Beau had belonged to someone who’d died in a construction accident so random and pointless that my brain still couldn’t process it as real. One day they were there. The next they weren’t. And Beau had been left standing in the apartment, looking at the door, waiting for someone who wasn’t coming home.
I could’ve put the dog down or given him away, but how could I do something like that?
So now I had a Yorkie who thought he was my size and a hole in my heart that didn’t get smaller no matter how much time passed.
The park absorbed us into its early evening rhythm like always. I was beginning to understand Boston in small ways. Which vendors packed up early. Which paths stayed quiet even when the weather was good. How the light slants through the trees and makes everything look softer than it was during the day.
Beau stopped to investigate a patch of grass with the focus of someone conducting important research. I came to a stop and let him work. Nobody bothered us. People gave us space.
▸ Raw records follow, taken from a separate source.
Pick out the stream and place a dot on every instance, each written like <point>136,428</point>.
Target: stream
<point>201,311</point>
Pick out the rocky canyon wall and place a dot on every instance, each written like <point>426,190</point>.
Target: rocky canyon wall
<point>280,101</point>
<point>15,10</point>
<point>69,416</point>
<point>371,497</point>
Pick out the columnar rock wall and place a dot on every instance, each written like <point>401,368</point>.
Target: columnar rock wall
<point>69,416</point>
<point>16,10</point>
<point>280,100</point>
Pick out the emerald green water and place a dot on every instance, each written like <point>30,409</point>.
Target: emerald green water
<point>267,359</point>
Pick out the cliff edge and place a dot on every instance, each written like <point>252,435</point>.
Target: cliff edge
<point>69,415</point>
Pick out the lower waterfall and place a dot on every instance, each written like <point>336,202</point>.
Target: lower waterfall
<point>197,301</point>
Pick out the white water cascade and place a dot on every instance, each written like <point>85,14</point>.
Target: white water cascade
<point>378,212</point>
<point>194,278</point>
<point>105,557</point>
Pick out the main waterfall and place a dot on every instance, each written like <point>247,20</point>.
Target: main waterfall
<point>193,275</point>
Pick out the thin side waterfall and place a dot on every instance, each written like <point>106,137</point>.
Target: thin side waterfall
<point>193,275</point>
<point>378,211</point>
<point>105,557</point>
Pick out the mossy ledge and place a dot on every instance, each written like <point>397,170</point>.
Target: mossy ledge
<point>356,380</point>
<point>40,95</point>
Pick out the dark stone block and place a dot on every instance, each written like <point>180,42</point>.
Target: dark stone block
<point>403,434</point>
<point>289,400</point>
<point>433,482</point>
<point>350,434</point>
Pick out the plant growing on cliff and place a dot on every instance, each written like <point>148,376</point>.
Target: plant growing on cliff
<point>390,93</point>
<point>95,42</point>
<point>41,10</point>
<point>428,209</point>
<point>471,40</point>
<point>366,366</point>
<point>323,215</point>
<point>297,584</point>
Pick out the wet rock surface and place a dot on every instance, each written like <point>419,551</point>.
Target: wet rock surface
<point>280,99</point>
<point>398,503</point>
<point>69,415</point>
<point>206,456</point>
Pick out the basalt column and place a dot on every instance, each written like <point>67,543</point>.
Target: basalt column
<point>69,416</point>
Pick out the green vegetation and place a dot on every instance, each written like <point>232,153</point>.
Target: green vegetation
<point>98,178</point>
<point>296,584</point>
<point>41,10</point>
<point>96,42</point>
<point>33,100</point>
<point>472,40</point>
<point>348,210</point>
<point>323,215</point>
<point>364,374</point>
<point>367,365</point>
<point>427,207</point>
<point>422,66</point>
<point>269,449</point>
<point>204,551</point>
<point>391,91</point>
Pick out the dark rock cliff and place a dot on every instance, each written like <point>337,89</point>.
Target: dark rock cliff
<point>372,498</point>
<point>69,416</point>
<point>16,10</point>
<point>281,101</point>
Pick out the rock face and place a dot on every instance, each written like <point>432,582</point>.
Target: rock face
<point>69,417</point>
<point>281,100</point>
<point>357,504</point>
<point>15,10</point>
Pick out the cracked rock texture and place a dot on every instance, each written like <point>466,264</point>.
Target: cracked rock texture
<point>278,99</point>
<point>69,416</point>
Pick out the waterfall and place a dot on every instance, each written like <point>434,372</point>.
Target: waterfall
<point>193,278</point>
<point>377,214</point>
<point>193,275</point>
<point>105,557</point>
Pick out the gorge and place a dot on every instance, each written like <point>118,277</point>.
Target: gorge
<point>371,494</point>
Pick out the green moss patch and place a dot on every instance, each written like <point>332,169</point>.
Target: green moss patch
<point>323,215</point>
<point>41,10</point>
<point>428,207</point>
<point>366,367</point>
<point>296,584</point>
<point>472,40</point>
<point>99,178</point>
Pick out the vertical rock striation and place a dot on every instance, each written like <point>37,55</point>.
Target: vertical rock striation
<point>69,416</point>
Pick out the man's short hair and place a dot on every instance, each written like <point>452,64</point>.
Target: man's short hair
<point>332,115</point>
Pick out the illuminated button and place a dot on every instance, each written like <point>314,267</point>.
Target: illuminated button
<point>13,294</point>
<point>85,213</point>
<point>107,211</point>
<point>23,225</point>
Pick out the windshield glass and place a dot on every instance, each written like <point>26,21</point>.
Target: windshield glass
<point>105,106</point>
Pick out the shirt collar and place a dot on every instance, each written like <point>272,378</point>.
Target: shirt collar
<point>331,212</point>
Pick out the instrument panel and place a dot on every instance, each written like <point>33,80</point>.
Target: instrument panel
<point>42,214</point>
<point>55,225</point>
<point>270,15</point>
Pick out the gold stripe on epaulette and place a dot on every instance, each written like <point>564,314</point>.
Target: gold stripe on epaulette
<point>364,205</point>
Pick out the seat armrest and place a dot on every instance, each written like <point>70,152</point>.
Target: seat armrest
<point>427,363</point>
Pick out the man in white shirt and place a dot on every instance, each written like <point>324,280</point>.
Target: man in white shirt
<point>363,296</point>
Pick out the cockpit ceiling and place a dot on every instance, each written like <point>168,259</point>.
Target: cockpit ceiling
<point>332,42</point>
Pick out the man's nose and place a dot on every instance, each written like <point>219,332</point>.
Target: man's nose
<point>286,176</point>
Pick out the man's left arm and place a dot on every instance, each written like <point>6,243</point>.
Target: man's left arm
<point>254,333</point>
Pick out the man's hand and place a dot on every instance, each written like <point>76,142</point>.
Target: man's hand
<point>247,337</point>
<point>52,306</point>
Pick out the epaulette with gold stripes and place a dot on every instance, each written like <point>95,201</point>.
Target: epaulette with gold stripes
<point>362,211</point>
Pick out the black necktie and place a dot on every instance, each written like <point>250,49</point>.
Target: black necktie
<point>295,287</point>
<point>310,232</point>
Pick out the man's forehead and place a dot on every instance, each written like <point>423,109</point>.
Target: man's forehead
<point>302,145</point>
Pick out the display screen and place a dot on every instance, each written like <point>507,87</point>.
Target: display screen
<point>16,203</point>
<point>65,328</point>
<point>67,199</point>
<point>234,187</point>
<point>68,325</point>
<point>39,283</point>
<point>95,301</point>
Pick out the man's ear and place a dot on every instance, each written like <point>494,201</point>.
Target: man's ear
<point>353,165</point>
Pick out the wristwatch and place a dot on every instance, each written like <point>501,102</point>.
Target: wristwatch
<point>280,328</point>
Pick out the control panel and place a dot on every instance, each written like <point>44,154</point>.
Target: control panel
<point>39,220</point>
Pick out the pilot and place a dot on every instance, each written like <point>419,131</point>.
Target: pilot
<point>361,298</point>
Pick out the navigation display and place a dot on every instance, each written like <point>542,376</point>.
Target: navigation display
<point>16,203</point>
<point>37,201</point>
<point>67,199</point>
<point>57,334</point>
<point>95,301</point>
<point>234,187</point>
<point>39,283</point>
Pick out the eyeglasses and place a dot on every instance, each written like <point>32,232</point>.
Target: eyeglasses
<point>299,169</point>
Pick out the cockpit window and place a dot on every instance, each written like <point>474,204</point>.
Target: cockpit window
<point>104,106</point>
My size ensured it, and the fact that I didn’t make small talk.
This was the one part of my day with no performance required. No positioning reads to make or linemates to learn. Coaches weren’t watching to see if I was integrating. If the trade had been a mistake.
Just me and a dog who didn’t know someone was gone.
The path curved ahead, opening into a wider section with benches scattered along the edge, overlooking the river. Most were empty.
Haley sat on a bench with a sketchpad open on her knee, her pencil moving in small strokes I could see even from a distance.She hadn’t noticed me yet. Her attention was down, completely absorbed in whatever she was drawing. This was the same type of focus she brought to footage. The rest of the world had gone quiet and this was the only thing that mattered.
I could take another path and loop back the way I’d come to avoid this entirely.
Beau had already decided. He pulled toward her with the determination of someone who’d spotted exactly where he wanted to be. The leash went taut. I let him lead, a choice I made without analyzing why I was making it.
She looked up when we were a few feet away and saw me first. Then she saw Beau. Her gaze remained on the dog.
Beau reached her shins and jumped, his front paws only reaching halfway to her knees. He made the small yipping sound he did when he wanted something and believed he was entitled to get it.
“Oh my god,” she said. “He’s so cute.”
“He doesn’t know that.”
She looked up at me, smiling. “Can I pet him?”
I nodded.
She set the sketchpad aside and leaned forward, her hands out. Beau launched himself onto the bench and clambered directly into her lap, circling twice before settling.
He looked up at her with complete adoration.
Traitor.
I stood with the leash in my hand and watched my dog choose someone other than me.
She scratched behind his ears, talking to him in the voice people used with animals when they actually liked them. “What’s your name, little guy? Are you ferocious? You look ferocious.”
“Beau.”
“That’s a good name.” She was still talking to the dog, not me. “What kind of dog are you?”
“Yorkie. He’s small for the breed. He was the runt of the litter.”
“He’s perfect.” She looked up. “Does he travel with you during the season?”
“No.”
“That must be hard.”
“I have someone reliable who stays with him. Beau knows the routine.”
She ran her hand down the dog’s back. He stretched into it, shameless, before rolling onto his back and sticking his tiny feet up into the air, waiting for belly rubs. “This little guy would be hard to leave.”